Personally I am definitely on the practical (or cheap) side when it comes to attire. I prefer fit and function over style and looks. If something works and is cheap then I am all in. I do not really care about brands and colours. I am not keen on any bling bling effects. Having said that, if you do ride in the dark it may be good to invest in some glow and bright clothing, so that you are more visible on the road. I like the sun and try to do all of my riding when it is light and dry.
These are the things to have on your bike or on you when you go out for a ride. They fall into two general categories, items that keep your body fuelled and comfortable, and items that look after your bike in case of mechanical issues or road side mishaps and emergencies.
For myself, I usually bring some snacks along for the ride just in case I get into a hunger spell. For rides longer than 1.5 hours, I start bringing high carb content food such as a peanut butter and jam sandwich (cut into bite size units) or a banana. I also love these Endurance TAP maple syrup gels. I usually have one or two in my back pockets.
Aside from energy food, you will also need lots of water to remain hydrated. This means water bottles and bottle cages that fit on your bike to carry them. Everyone is different. You will have to experience how much water you will need. I typically carry a single bottle for rides between 1 to 1.5 hours, and 2 bottles for longer rides. For rides longer than 2.5 hours, I will need to seek an on route water source (eg. a convenience store) to refill the bottles. The amount of water you bring is also weather dependent. You will find that more water is required on more hot and humid days.
For the bike, a multitool to tighten, loosen, or fix odds and ends; one or preferably two spare inner tubes – when (and not if) you get a flat. For quick fills in seconds, a CO2 canister system is the way to go. However, you get infinite air if you use a hand mini pump. Make sure you buy one that can sustain high pressure (90+ psi). A patch kit is great when you run out of spare tubes. I have been on rides when I got more than 3 flats!
Last but not least is a fully charged cell phone so that you can call for help as a last resort or communicate with your riding buddies in case you get separated.
There are other items that people buy to measure their performance and accomplishments. Things like a cycling computer with GPS, a speedometer, and a power meter. I will not go into details here. I personally own a Garmin Edge 500 and it has served me well. All this hard work must be recognized somehow! It also helps to pace a ride.
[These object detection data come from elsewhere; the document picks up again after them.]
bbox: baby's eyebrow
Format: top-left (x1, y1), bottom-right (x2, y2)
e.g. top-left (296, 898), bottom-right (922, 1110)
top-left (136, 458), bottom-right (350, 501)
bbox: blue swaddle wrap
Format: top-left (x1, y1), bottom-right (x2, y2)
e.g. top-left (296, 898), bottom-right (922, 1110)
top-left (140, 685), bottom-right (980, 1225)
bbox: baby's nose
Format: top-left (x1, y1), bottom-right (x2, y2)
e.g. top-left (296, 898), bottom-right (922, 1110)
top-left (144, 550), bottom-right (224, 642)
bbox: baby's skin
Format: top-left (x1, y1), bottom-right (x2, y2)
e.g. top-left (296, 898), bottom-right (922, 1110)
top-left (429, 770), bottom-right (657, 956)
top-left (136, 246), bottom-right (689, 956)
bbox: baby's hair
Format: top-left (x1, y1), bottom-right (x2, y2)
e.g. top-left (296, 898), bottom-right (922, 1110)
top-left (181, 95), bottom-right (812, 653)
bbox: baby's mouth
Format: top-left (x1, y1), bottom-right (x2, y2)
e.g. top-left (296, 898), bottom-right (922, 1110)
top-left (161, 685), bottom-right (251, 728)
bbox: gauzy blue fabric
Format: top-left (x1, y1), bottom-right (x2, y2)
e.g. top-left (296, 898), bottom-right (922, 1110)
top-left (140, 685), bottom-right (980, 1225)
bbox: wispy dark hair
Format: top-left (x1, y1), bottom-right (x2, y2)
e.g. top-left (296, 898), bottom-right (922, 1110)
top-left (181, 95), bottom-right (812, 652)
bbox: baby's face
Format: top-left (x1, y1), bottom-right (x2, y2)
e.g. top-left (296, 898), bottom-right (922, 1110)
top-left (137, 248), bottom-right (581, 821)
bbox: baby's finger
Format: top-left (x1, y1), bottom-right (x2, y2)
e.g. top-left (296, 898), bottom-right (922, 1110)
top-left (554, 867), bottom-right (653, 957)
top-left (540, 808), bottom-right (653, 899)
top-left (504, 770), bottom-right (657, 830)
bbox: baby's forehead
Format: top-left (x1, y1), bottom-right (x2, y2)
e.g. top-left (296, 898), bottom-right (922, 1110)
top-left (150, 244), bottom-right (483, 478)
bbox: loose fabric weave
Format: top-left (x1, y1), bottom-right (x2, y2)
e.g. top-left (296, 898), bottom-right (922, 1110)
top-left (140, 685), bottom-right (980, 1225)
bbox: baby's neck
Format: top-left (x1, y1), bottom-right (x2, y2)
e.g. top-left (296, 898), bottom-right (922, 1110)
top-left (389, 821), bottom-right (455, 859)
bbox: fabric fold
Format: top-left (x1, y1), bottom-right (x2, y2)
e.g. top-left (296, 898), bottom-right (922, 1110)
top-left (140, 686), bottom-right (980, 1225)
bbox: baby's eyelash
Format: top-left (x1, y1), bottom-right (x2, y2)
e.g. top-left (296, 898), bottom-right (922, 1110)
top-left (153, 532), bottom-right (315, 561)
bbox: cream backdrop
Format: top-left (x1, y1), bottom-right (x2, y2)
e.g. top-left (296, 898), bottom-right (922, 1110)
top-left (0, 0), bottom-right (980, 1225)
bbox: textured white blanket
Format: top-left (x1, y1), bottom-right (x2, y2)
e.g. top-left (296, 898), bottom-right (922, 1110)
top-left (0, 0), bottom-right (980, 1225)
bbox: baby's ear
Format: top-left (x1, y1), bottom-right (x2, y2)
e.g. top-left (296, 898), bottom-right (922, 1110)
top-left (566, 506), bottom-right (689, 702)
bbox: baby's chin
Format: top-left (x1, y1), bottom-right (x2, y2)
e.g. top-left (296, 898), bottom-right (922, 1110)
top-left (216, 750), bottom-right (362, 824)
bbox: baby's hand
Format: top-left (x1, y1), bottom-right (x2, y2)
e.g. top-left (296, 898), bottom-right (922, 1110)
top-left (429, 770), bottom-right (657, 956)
Your local bike store, or Mountain Equipment Co-op is a good start to procure these accessories.
Join a group
Road cycling is exhilarating, exciting, and will certainly make you more healthy. It gives you more energy when you are not riding, and increase your sense of accomplishment. However, cycling on the road can also be dangerous. In the end, you cannot control who is sharing the road with you and their level of maturity and competence. It is always safer to ride with a group so that you have a bigger presence on the road and you look after each other. So once you are all geared up, join a local club or find some riding buddies in your neighbourhood.
Cycling is always changing. Keep up with the Global Cycling Network YouTube channel.
Improve your riding skills by being attentive, tune your riding skill by learning from each other. Before you know it your group quickly turns into a coherent team. You will pleasantly discover a priceless sense of fulfillment and enjoyment once you are a part of an integral group. You will get there before you know it!